If you thought Big Data open source project names were whimsical thus far, get ready for a new precedent in this trend. Splunk has taken its machine Big Data analytics platform and generalized it to work over any data stored in Hadoop. Take Hadoop + Splunk, and what do you get? Why "Hunk" of course.
Hunk is interesting in a couple of ways. First is Splunk’s approach to applying schema to unstructured data. While many Hadoop-based query technologies (including Apache Pig) allow schema to be declared at query time, they nonetheless require that declaration to be explicit. Splunk, on the other hand, explores data on the fly, suggests column/entity names and boundaries of its own, and allows the user to approve these suggestions, tweak them slightly, or provide imperative schema information. This approach of discovering schema, rather than declaring it, is very useful in the analysis of mainstream Hadoop data.

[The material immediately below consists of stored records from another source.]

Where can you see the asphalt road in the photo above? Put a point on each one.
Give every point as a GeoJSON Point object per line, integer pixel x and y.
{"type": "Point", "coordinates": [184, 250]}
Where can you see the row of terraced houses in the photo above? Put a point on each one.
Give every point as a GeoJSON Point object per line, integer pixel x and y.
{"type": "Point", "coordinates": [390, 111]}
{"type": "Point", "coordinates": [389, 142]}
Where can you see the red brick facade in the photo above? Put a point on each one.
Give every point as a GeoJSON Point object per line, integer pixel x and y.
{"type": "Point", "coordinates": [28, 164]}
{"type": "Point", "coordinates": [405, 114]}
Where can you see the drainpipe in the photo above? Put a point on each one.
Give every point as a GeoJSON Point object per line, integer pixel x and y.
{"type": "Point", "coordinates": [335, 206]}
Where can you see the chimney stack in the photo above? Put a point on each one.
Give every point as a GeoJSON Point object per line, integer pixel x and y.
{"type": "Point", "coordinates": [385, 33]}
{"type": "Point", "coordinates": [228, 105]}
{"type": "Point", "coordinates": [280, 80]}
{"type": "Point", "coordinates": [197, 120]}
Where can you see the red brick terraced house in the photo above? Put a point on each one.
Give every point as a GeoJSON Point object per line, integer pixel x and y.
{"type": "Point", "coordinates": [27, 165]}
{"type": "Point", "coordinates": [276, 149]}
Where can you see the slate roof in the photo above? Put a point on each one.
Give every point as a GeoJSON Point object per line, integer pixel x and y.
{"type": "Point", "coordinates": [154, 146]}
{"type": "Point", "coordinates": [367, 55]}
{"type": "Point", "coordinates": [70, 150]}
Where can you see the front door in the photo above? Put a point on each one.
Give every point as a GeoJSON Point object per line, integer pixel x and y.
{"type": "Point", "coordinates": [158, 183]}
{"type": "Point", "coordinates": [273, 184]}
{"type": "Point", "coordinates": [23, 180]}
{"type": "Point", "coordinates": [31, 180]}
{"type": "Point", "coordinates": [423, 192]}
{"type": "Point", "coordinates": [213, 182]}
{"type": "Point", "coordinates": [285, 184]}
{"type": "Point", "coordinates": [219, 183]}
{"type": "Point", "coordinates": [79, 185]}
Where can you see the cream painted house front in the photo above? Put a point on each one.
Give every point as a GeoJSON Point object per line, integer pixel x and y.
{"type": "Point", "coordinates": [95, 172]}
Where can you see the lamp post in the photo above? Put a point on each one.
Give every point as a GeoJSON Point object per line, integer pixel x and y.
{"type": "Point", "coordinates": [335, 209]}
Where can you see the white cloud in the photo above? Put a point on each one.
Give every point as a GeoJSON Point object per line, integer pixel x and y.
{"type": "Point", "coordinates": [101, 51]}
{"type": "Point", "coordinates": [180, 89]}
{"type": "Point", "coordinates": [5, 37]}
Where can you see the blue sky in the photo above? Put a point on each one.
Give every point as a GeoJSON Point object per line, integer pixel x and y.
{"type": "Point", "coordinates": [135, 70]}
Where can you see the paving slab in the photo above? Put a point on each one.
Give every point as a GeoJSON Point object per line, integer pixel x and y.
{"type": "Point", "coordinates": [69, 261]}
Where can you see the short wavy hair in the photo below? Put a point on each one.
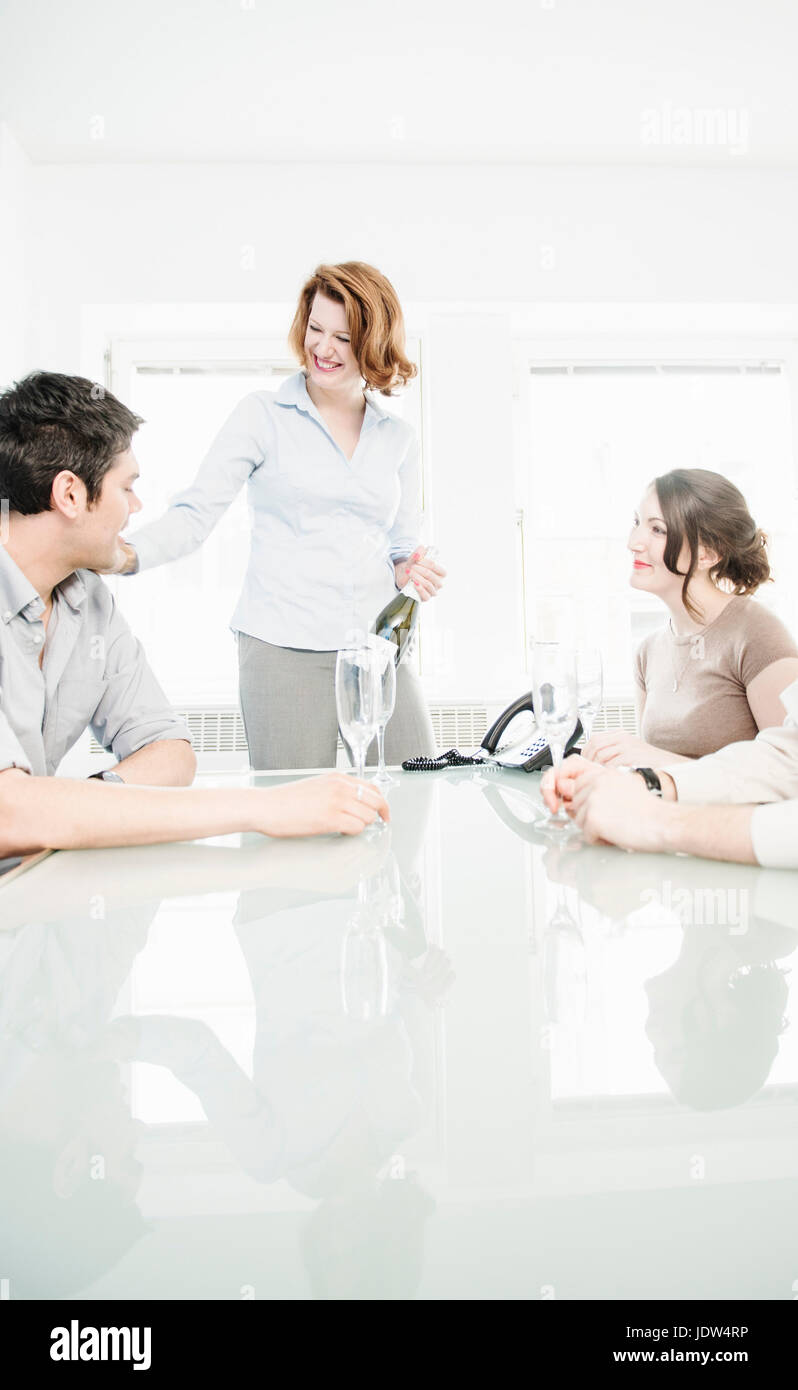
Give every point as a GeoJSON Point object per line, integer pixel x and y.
{"type": "Point", "coordinates": [374, 319]}
{"type": "Point", "coordinates": [704, 508]}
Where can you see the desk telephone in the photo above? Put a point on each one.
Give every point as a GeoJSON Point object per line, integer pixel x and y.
{"type": "Point", "coordinates": [528, 749]}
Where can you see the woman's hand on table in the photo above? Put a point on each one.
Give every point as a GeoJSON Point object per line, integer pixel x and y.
{"type": "Point", "coordinates": [615, 748]}
{"type": "Point", "coordinates": [332, 804]}
{"type": "Point", "coordinates": [619, 809]}
{"type": "Point", "coordinates": [427, 576]}
{"type": "Point", "coordinates": [560, 786]}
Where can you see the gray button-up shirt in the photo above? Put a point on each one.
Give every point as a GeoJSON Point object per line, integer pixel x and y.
{"type": "Point", "coordinates": [93, 672]}
{"type": "Point", "coordinates": [324, 528]}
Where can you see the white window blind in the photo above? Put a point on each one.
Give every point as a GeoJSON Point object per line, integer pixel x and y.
{"type": "Point", "coordinates": [598, 432]}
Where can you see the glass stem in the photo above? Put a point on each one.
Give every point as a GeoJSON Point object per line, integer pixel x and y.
{"type": "Point", "coordinates": [556, 763]}
{"type": "Point", "coordinates": [381, 749]}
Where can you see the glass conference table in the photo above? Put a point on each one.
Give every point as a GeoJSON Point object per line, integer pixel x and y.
{"type": "Point", "coordinates": [451, 1061]}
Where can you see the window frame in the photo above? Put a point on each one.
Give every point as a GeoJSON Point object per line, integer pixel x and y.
{"type": "Point", "coordinates": [627, 349]}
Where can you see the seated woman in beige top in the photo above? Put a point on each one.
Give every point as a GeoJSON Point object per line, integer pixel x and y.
{"type": "Point", "coordinates": [712, 676]}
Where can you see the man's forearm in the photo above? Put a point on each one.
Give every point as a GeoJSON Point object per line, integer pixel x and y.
{"type": "Point", "coordinates": [60, 813]}
{"type": "Point", "coordinates": [168, 762]}
{"type": "Point", "coordinates": [711, 831]}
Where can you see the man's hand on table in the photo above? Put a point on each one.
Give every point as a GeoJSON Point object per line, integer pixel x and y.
{"type": "Point", "coordinates": [332, 804]}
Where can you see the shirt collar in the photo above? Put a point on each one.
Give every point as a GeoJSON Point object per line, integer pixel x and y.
{"type": "Point", "coordinates": [790, 701]}
{"type": "Point", "coordinates": [294, 392]}
{"type": "Point", "coordinates": [17, 592]}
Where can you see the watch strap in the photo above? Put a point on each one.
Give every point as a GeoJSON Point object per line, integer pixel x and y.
{"type": "Point", "coordinates": [649, 779]}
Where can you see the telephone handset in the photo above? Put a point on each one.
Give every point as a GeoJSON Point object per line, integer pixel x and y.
{"type": "Point", "coordinates": [528, 749]}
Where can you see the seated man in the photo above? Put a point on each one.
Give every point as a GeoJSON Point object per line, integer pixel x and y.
{"type": "Point", "coordinates": [68, 658]}
{"type": "Point", "coordinates": [720, 806]}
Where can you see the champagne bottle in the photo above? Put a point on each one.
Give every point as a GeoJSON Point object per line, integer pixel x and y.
{"type": "Point", "coordinates": [398, 620]}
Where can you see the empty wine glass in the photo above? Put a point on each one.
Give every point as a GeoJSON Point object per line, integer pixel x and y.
{"type": "Point", "coordinates": [356, 695]}
{"type": "Point", "coordinates": [555, 702]}
{"type": "Point", "coordinates": [387, 701]}
{"type": "Point", "coordinates": [590, 687]}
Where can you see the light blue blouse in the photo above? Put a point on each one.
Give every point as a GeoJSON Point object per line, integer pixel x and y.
{"type": "Point", "coordinates": [324, 528]}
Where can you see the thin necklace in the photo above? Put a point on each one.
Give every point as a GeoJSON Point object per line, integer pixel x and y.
{"type": "Point", "coordinates": [690, 655]}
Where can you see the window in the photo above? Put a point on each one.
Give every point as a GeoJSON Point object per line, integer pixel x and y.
{"type": "Point", "coordinates": [185, 391]}
{"type": "Point", "coordinates": [597, 432]}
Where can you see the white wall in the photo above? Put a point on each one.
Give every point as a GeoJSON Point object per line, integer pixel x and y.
{"type": "Point", "coordinates": [471, 249]}
{"type": "Point", "coordinates": [459, 232]}
{"type": "Point", "coordinates": [14, 287]}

The architecture of Hunk is interesting as well. Splunk uses the Hadoop "Streaming" feature to integrate its own code and algorithms into the Hadoop MapReduce engine. While many vendors and users treat Streaming as a mechanism to write standard MapReduce code in languages other than Java, Splunk is using it to port its code to the Hadoop platform. A side benefit of this approach is that Splunk users can monitor interim data as it trickles out, and can stop MapReduce jobs – through the Splunk user interface – if changes are deemed necessary, based on inspection of the output.
Hunk’s architecture allows the Splunk analytics code to operate over Hadoop data without having to move that data out of Hadoop. Such data movement is something that becomes more prohibitive as data volumes increase. Meanwhile, since MapReduce-based analyses are batch-based and non-interactive, Hunk can, optionally, move certain data into its own column store database, facilitating more interactive dashboard analysis work.
What I’m writing here is based on a demo of Hunk, provided by Splunk's Principal Product Manager for Big Data and its VP of Product Marketing, Clint Sharp and Sanjay Mehta. During that demo, I also saw how, with rather minimal configuration, Hunk can be used against virtually any arbitrary Hadoop cluster, be it set up on-premises or in the cloud.
This is good stuff, and the announcement is nicely timed to coincide with the opening of Hadoop Summit in San Jose today. As ZDNet's Kevin Kwang explained in a recent article, Splunk is branching out beyond analysis of data center and other machine-generated data, into the wider world of Big Data analytics overall.